# STI Black Diamond Tire Pressure



## freebird_78 (Aug 7, 2011)

After reading/watching several reviews on the STI Black Diamond XTRs, I decided to buy a set in 26x9x14 and 26x11x14. However, I do have some questions. According to these guys, they were much happier running these at 2.5 PSI rather than 4 PSI.




 
However, these were on 12s. Any recommendation on how much above the 2.5 PSI I should run on 14s to avoid beating up the wheel or risking a pinch in the rocks? Judging by that review, it seems like somewhere around 1.5 PSI lower than what would normally be run would be a good start. What do you guys run 14s at in rocks?


----------



## Polaris425 (Dec 16, 2004)

I say put 2.5 in them and ride it a bit and see what she feels like. IF she needs more go to 3. Or start at 3-4 and let a little out at a time until she rides nice. That would be easier.


----------



## NMKawierider (Apr 11, 2009)

Polaris425 said:


> I say put 2.5 in them and ride it a bit and see what she feels like. IF she needs more go to 3. Or start at 3-4 and let a little out at a time until she rides nice. That would be easier.

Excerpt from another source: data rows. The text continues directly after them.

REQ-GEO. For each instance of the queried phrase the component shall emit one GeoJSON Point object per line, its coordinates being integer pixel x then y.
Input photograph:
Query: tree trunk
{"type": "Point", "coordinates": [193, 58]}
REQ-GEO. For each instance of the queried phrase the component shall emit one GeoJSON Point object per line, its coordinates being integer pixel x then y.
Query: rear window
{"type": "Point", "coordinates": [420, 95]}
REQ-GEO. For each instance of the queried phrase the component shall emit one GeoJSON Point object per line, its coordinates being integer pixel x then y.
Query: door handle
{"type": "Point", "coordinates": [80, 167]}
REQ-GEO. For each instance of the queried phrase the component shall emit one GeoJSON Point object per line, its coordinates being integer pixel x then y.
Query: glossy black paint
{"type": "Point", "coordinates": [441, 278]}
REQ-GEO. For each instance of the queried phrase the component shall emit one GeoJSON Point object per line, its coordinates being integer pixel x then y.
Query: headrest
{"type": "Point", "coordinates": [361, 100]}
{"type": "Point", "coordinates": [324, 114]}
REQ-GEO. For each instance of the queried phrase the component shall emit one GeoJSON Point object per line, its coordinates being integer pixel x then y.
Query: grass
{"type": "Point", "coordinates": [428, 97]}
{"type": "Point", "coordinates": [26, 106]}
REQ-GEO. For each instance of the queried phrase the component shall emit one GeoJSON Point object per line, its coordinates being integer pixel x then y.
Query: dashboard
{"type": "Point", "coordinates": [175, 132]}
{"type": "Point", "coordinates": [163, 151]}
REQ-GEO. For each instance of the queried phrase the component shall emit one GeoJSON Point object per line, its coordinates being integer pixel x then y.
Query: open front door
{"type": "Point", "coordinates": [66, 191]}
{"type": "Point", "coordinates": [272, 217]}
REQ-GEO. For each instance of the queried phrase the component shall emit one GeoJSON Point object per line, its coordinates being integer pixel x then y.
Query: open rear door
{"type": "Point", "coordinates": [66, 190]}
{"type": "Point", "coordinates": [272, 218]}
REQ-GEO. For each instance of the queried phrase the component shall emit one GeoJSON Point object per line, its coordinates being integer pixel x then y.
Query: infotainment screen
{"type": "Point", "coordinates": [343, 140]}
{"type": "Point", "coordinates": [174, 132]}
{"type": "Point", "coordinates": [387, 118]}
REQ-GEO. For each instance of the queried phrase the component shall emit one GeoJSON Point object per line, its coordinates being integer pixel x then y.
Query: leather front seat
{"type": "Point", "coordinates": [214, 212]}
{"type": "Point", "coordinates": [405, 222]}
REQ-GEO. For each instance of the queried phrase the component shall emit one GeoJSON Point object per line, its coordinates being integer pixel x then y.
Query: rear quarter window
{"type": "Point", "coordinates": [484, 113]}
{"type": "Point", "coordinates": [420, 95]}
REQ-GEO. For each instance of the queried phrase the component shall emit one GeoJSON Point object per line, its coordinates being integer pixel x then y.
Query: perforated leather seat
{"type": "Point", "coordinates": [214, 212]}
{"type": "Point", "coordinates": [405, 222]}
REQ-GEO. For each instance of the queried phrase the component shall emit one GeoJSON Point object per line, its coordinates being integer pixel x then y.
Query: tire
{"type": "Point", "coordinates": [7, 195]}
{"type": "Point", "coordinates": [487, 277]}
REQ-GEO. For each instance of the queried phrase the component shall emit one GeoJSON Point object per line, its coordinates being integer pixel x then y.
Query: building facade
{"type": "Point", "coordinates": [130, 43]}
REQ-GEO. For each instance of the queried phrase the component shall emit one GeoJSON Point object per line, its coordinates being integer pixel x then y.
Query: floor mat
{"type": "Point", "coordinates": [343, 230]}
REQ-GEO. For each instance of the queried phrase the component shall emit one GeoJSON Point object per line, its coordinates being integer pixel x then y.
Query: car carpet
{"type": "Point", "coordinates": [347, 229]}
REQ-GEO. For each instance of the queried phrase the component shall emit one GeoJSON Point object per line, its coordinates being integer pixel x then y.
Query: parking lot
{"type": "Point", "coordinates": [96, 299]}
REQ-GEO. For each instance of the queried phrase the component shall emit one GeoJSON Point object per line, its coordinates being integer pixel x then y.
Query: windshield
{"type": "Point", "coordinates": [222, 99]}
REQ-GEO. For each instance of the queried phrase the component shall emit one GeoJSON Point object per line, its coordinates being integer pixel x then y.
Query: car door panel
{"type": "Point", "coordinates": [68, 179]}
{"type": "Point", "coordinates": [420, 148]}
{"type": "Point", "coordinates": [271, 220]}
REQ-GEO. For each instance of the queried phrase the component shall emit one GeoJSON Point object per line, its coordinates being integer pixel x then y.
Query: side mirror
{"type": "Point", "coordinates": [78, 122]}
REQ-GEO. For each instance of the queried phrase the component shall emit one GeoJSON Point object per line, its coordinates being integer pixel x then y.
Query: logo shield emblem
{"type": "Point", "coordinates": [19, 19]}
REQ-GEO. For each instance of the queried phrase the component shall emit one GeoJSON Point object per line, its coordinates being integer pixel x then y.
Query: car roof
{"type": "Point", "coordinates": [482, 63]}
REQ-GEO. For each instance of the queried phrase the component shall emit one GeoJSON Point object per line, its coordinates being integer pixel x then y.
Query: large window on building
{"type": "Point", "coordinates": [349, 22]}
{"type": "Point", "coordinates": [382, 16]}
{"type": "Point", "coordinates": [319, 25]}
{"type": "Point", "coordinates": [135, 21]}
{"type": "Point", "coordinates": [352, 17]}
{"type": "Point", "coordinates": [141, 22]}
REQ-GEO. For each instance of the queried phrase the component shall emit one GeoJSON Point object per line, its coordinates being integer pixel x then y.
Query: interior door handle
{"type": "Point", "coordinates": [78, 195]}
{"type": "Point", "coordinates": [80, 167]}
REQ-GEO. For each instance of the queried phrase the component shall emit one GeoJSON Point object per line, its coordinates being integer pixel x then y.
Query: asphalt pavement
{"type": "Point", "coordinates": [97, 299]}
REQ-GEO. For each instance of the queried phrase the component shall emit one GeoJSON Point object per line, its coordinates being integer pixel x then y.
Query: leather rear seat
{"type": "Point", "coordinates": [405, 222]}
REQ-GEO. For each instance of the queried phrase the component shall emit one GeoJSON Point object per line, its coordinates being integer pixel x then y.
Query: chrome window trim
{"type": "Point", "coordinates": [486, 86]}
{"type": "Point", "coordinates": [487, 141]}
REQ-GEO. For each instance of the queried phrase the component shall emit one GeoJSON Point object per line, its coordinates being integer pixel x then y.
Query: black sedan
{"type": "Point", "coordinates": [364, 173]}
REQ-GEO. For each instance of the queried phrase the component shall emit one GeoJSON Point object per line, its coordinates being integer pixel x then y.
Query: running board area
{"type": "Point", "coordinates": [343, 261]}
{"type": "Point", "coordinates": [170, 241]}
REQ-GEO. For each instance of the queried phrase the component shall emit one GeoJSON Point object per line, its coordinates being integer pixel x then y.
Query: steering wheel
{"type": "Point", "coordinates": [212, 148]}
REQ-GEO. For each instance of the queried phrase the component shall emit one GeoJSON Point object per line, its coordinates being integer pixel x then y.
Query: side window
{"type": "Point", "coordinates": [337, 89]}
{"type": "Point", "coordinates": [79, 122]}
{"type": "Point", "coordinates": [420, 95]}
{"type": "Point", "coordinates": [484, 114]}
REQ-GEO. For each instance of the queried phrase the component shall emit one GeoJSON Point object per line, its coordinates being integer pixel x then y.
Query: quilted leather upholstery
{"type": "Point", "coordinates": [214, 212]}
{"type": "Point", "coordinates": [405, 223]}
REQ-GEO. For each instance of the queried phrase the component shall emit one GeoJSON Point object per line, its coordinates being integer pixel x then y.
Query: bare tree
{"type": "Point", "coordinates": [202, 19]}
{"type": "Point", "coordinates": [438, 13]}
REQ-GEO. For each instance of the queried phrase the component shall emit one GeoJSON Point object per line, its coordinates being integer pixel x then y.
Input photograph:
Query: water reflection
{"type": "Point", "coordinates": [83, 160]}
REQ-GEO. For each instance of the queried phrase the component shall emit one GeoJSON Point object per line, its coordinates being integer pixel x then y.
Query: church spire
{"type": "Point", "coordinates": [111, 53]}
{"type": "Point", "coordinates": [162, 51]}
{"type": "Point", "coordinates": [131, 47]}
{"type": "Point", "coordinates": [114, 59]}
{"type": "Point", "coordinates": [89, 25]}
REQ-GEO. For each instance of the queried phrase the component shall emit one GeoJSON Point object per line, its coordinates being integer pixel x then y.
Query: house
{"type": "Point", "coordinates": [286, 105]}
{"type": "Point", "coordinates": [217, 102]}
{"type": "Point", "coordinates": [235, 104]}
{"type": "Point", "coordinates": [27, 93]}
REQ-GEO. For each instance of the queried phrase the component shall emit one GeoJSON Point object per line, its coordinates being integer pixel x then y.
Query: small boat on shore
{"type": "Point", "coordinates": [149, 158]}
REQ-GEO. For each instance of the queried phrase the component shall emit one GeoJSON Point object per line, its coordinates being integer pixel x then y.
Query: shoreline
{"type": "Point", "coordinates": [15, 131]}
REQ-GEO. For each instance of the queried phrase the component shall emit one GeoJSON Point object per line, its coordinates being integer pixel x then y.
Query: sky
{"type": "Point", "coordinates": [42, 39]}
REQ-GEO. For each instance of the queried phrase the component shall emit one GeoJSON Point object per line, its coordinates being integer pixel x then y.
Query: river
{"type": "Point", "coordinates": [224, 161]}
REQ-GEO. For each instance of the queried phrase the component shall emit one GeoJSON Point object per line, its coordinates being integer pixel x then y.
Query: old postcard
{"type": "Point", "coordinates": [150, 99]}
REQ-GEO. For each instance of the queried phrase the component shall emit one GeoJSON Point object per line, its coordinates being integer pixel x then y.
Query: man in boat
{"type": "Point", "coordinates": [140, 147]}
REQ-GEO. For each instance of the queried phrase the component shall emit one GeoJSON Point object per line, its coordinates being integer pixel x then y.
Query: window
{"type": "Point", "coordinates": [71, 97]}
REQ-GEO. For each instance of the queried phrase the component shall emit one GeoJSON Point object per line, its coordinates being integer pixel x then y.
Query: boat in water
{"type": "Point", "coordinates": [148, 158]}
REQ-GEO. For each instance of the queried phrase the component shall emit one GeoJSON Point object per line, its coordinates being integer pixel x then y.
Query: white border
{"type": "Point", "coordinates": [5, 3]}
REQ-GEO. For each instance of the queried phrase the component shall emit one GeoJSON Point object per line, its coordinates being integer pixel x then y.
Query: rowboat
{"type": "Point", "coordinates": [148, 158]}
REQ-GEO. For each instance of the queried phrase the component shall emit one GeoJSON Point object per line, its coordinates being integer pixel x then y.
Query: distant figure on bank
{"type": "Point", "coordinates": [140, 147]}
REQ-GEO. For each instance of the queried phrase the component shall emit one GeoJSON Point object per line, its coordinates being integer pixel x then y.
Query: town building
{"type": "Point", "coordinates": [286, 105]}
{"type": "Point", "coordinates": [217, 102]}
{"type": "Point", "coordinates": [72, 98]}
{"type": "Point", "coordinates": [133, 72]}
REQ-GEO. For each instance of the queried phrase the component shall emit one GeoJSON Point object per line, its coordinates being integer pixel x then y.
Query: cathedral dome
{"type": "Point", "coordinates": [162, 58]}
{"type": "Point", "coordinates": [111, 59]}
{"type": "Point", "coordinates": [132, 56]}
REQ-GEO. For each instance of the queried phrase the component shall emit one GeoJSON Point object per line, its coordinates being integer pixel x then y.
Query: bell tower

I agree. I'd start with 4 or 5 and work down...but I tend to make my bottom limit 3 because of beed-issues. 2.5 just seems a little risky without beedlocks/crushlocks. On my set of Bajacross they say I can go to 1 with no problems for rock-crowling but I just have not had any reason to tray it....but then they are an 8-ply radial.


----------